September 19, 2017 // 11:22 a.m.
Atari has announced that it is turning to crowdfunding platform Fig for the cash it needs to develop and publish two new titles, including one based on entirely new intellectual property (IP).
A pioneer in video gaming, both in the arcade and in the home, Nolan Bushnell and Ted Dabney's Atari is one of the best-known brands in gaming. Sadly, today's Atari is divorced from the company originally founded in 1971 as Syzygy Engineering: The market crash for video games in the 1980s put paid to the original Atari and a succession of takeovers and sales saw it pass through multiple hands - including those of Jack Tramiel after being ousted from the rival computer giant Commodore he himself had founded - before coming to rest with Infogrames prior to its bankruptcy filings. The modern Atari, having emerged from bankruptcy protection a year later, has been branching out into casino gaming and Internet of Things (IoT) projects, but the company hasn't forgotten where its name came from: On top of its impending console launch the company has announced a partnership with Fig to crowdfund two new games, one rebooting past Atari IP and the other fresh and new.

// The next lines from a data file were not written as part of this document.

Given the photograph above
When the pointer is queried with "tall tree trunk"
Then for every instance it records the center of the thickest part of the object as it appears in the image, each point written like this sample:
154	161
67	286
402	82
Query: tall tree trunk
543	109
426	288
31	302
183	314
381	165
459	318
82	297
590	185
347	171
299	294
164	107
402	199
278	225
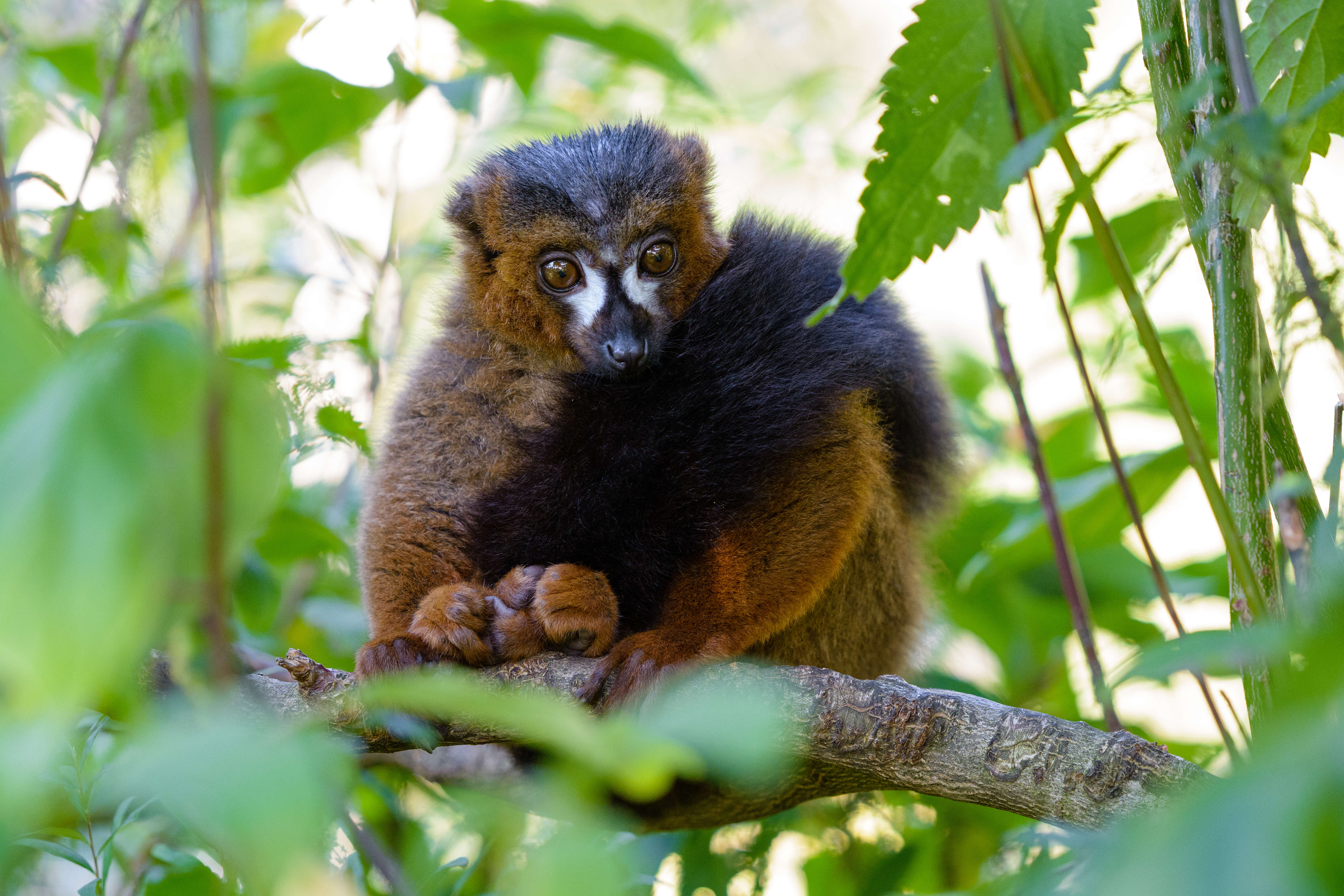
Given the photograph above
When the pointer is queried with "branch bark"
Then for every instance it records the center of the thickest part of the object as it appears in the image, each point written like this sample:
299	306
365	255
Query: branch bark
854	737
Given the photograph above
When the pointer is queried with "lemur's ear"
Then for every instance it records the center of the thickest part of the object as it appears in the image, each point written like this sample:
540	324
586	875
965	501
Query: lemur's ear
696	156
472	207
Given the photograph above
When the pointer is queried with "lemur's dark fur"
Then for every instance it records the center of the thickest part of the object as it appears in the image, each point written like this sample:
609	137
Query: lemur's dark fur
757	487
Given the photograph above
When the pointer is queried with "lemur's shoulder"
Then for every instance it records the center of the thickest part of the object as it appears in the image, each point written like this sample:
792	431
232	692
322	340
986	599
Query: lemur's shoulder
749	326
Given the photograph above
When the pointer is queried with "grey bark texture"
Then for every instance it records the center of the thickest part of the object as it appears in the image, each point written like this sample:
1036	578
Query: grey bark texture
853	737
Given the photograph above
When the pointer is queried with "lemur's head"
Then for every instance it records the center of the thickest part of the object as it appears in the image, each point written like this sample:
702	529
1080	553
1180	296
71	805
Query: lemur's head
587	249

Atari, naturally, is positioning the deal as a means for fans to become more deeply involved in the production process rather than a means for the company to risk someone else's money on development. 'Fig is providing a model where gamers not only help to get the titles they are most passionate about funded, but also have the opportunity to share in the financial returns with developers and publishers,' explains Fred Chesnais, Atari chief executive, of Fig's dual-format product- and equity-based crowdfunding model. 'We're excited that Fig has opened up the vast potential of crowdfunding to IP holder and publisher alike by changing the narrative and allowing us to partner with our fans.'
'Atari is synonymous with video games. From the early 70s through today, they built the video game industry from the ground up through indelible franchises and groundbreaking consoles,' adds Fig chief executive Justin Bailey, quietly sidestepping the fact that he's talking about a very different Atari. 'The gamer community continues to play an ever-expanding role in helping publish games they are passionate about. At Fig, we refer to what we do as community publishing rather than crowdfunding, since a "crowd" is passive, and we’re about much more than just funding. With Fig, the community is active in selecting the public campaigns we run, participating in the funding, getting the word out, playing early builds, and now even profiting like the investors who supported Kingdoms and Castles. The community has become the centre of the publishing process, and this partnership provides the rare opportunity to engage with an industry legend in Atari to help publish two IPs, and share in the potential financial success of those games.'
Neither company, however, has detailed exactly what the two games will be. All Atari will say is that the first of the two games will be a reboot of something 'most beloved' from the company's IP vaults, which includes everything from Pong and Asteroids to RollerCoaster Tycoon, while the second will be based around entirely new IP. A launch date for neither has been announced.